European Games – Kubb

european-games-sweden-kubb-pictureEquipment
Ten kubbs (rectangular wooden blocks 15 cm tall and 7 cm square on the end),
One king (a larger wooden piece 30 cm tall and 9 cm square on the end, sometimes adorned with a crown design on the top)
Six batons (30 cm long and 4.4 cm in diameter),
Six field marking pins (four to designate the corners of the pitch, and two to mark the centreline).

 

1. Beginning
Sticks must always be thrown vertically and underarm. “Helicopter” throws are not allowed!

To decide which team starts, one person from each team throws a stick as close to the king as possible, but without hitting it. The team with the stick closest to the king starts.

For the first turn only, 4 sticks (not 6) are thrown from behind the baseline at the opponent’s baseline Kubbs.

2. Subsequent turns
Each turn (except the first) consists of potentially 4 phases.

When throwing at Kubbs, sticks must be thrown from behind the “throwing line” which just means from behind the Field Kubb closest to the opponent’s side.

Put more technically, the Throwing Line is a line parallel with the baseline that passes through the nearest Kubb to the Middle Line on the player’s side. Obviously, if there are no field Kubbs (because the opponents managed to topple every field Kubb during their turn), then the nearest Kubb to the King is on the baseline and so the throwing line IS the baseline.

Phase 1 – Throwing the Kubbs

Players collect any Kubbs that were knocked over during the opponent’s turn. These Kubbs are then thrown from the baseline into the opponents half of the court.

If a Kubb comes to rest outside the opponent’s half of the court, players have one more chance to get it right – it must be retrieved and thrown again. If a Kubb fails to land in the required area for a second time, then the opponents can place the miscreant Kubb anywhere they like on their side of the court, although it must be at least one stick length away from the King.

In doing this, players are usually aiming to make the Kubbs land just beyond the middle line because the nearer the Kubbs are, the easier they are to topple in the next phase of the turn.

Phase 2 – Field Kubbs

The next phase is to throw sticks at the opponents field Kubbs – i.e. the Kubbs that are not on the baseline. Players must throw from behind the Throwing Line (see above).

If a baseline Kubb is toppled before all the field Kubbs have been toppled, then the baseline Kubb is immediately returned to an upright position.
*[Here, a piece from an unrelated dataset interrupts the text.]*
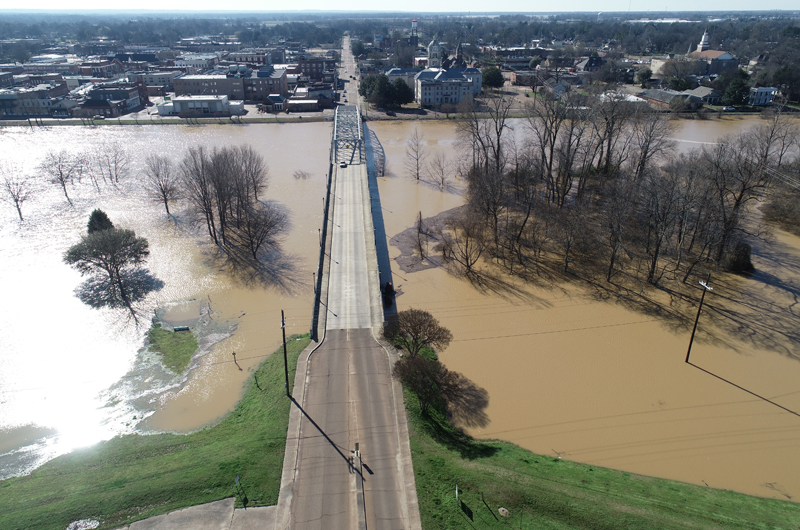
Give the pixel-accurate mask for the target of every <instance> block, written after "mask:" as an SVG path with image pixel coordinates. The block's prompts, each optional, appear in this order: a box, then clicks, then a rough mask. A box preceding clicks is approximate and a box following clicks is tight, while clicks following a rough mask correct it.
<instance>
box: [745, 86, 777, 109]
mask: <svg viewBox="0 0 800 530" xmlns="http://www.w3.org/2000/svg"><path fill="white" fill-rule="evenodd" d="M777 95H778V89H777V88H775V87H771V86H763V87H752V88H751V89H750V95H749V96H748V98H747V104H748V105H773V104H774V103H775V96H777Z"/></svg>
It is imperative that all Field Kubbs are toppled because otherwise, the opponents will be able to throw from a much closer point (behind the nearest Field Kubb instead of the Baseline) during their next turn. For that reason, a good strategy is to aim at the nearest Kubbs first – so that if any Field Kubbs are not toppled, at least the opponents will be as far away as possible.

Phase 3 – Baseline Kubbs

If there are any sticks left over once all the field Kubbs in the opponents half have been toppled, the players then aim at the Kubbs on the baseline. Players must continue to throw from behind the Throwing Line (see above).

Phase 4 – The King

If there are any sticks left over once all the Kubbs (field and baseline) on the opponents side have been toppled, then players may aim at the King. When throwing at the King, players must throw from behind the baseline.

When the team has thrown its 6 sticks, the turn passes back to the first team, and the entire procedure is repeated.

3. Winning

If the King is knocked over by a thrown Kubb or by a stick before all the Kubbs on the opponent’s side have been toppled, then the team that knocked it over loses and their opponents have won.

Otherwise, the game is won by the team that first topples all the sticks on the opponents half of the court and then topples the King from behind the baseline.

If the king is knocked over before all the kubbs have been knocked over, the opposing (non-throwing) team wins.